Fantaisie de ma part, les graines de capucine, plantées ce matin à la va-vite. Efficaces pour protéger les tomates, parait il.
Erreur tactique et stratégique.
Selon mon voisin, le général en chef 5 étoiles de cette armée en devenir de carottes, poireaux, échalotes et autres tubercules, mes capucines doivent être déjà fleuries. Oups, l'état major a de quoi faire la gueule.
En stage préparatoire supérieur, je bichonne ma nouvelle recrue, un pied de dahlia gracieusement offert par le général 5 étoiles sus-cité. En observateur à mon QG. Question logistique, j'ai un oeil attentif à mes graines de pavot plantées dans un pot, nouvelle technique à expérimenter pour gagner du terrain.
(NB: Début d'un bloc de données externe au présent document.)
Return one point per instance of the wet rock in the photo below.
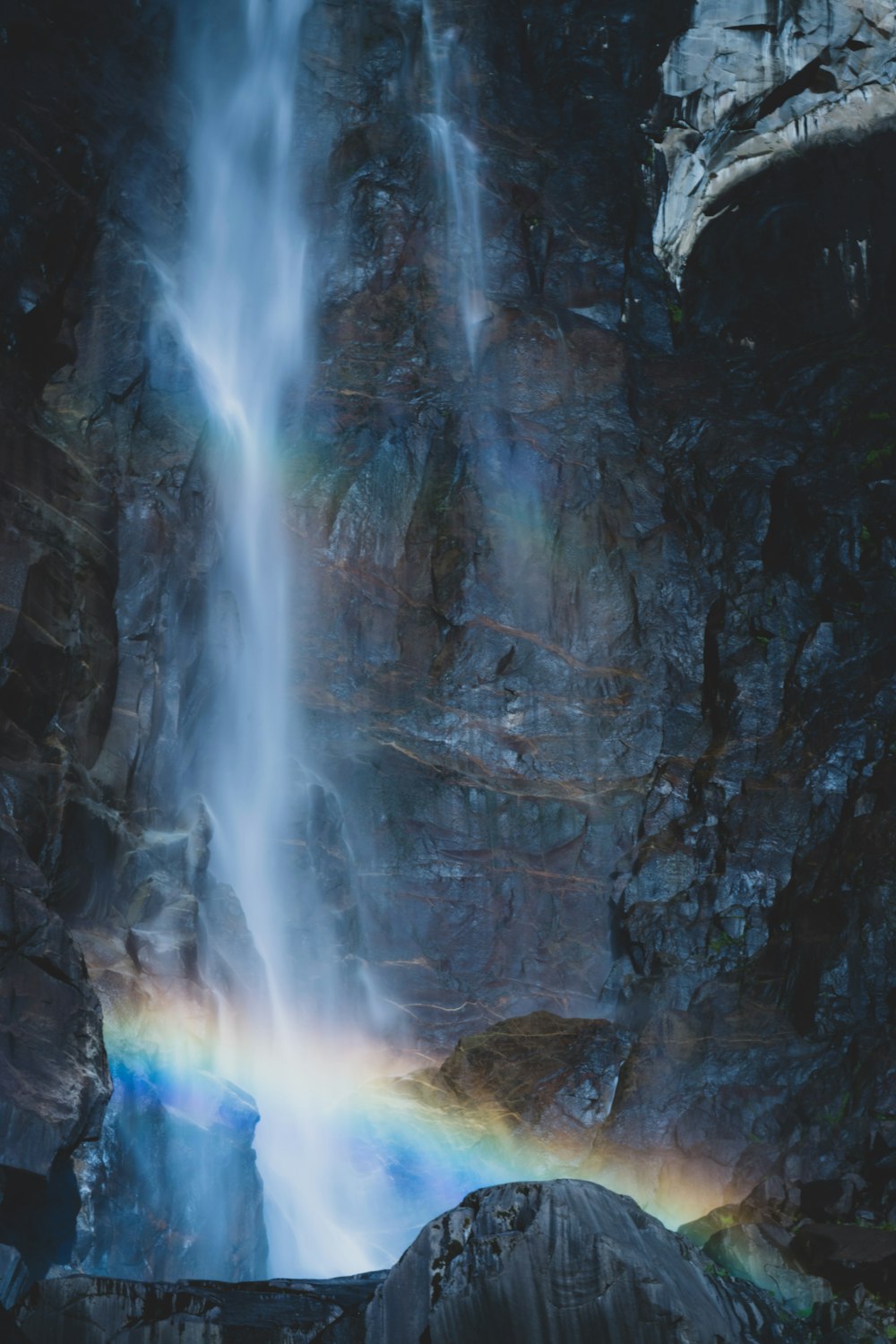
(546, 1075)
(564, 1261)
(54, 1080)
(849, 1255)
(281, 1312)
(13, 1276)
(762, 1254)
(174, 1180)
(753, 83)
J'essaie aussi, tant bien que mal, de faire passer mes pieds de basilic, menthe et persil du grade de soldat 2ème classe à sous-officier. Qu'on puisse en profiter cet été.
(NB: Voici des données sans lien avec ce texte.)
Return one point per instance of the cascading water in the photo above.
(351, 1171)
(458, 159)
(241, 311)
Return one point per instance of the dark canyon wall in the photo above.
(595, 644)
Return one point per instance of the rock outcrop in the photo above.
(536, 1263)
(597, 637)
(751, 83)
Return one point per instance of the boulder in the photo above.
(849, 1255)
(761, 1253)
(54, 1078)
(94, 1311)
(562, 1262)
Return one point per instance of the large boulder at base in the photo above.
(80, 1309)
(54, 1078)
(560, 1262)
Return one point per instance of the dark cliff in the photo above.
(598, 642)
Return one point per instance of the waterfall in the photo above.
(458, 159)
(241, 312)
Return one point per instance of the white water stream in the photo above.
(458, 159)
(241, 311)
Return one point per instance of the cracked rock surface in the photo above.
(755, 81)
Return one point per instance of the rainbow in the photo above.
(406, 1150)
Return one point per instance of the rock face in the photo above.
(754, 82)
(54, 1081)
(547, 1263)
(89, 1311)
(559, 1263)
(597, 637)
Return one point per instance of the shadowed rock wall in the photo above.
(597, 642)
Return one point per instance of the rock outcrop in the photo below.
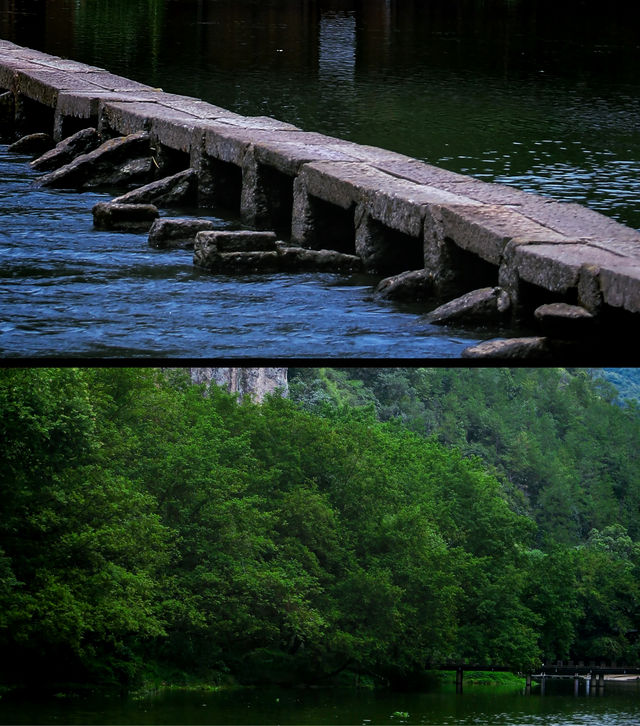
(254, 382)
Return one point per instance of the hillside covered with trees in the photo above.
(379, 522)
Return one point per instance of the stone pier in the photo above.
(395, 213)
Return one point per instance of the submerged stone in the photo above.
(238, 240)
(485, 305)
(67, 150)
(32, 144)
(124, 217)
(235, 262)
(123, 160)
(170, 191)
(174, 232)
(298, 259)
(561, 320)
(533, 348)
(410, 285)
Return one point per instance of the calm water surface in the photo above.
(619, 706)
(69, 290)
(535, 93)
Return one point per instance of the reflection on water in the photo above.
(543, 95)
(618, 706)
(67, 289)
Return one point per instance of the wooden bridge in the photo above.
(593, 674)
(553, 260)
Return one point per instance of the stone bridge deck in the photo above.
(395, 212)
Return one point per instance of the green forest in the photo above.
(375, 524)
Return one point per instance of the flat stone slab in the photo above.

Je sais, tout cela reste modeste. Alors oui, je mériterai bien de partir en stage commando pour planter les bulbes comme d'autres enterrent des mines anti char, apprendre à analyser la topographie du terrain comme un bon artilleur qui règle son canon, pour être sure de ne jamais tirer trop court (le tuyau d'arrosage, s'entend).
Connaitre les méthodes de représailles et riposte graduée contre les pucerons, cloque du pêcher et autres envahisseurs...
Mais je ne suis pas si virulente. Clausewitz ne saura être très fier de son petit troufion. Cependant, ce matin j'ai récolté quelques médailles, qui éclosent cette semaine sur ce superbe rosier que j'ai si bien taillé à l'automne. Rouge à la boutonnière, cette Légion d'Honneur là me donne bien du plaisir...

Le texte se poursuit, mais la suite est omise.